The easiest way to do a fishless cycle, in my opinion, is to use a shrimp. Buy a filter media bag (they're about $1) or use some pantyhose. Just take any frozen shrimp (like the kind you'd eat) and put it in the bag and toss it in the tank. Over time it will decay, producing a steady supply of ammonia. It will make a mess as it falls apart, but that's why you've got it in a bag! No need to do water changes during the cycle since you don't have any fish in there. Just keep testing the water. You should see the ammonia start to spike after a few days. Eventually, your ammonia levels will begin to fall and nitirite levels will start to go up. Finally, the ammonia will disappear and the nitrite levels will start to go down. During this whole process your nitrate levels should slowly climb. The tank is cycled after the ammonia and nitrite have been pegged at zero for at least several days, even with the rotting shrimp still in the tank. At this point, you can remove the shrimp and throw it out, and you'll probably want to do a pretty big water change to bring your nitrates down to an acceptable level (below 20 ppm). Then, you're ready to start slowly stocking the tank. Your test strips are better than nothing, but a liquid kit is really the way to go. You can buy the API Freshwater Master Test Kit from for $19, and it's more accurate than your strips (as you know) but it will also last a lot longer.

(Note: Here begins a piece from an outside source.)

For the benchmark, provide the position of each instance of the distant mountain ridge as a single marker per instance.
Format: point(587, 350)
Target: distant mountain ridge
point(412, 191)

What are you planning on putting in the 5g?

dramaqueen 03-04-2009 02:20 PM

Good info on cycling.

Livelifelaughlove 03-11-2009 11:59 AM

Thanks batman.

I haven't decided, i was going to put Dwarf Puffers, b ut i am suspecting i will probably just put in a HM betta and 8 tetras...

Or my other option is like 6 fancy tail guppies

veganchick 03-13-2009 11:47 AM

hmmm 8 tetras with a betta is quite a bit for a 5g. Maybe like 2 guppies, a platy, 3 pygmy cories, or 1 betta, 3-4 cherry barbs?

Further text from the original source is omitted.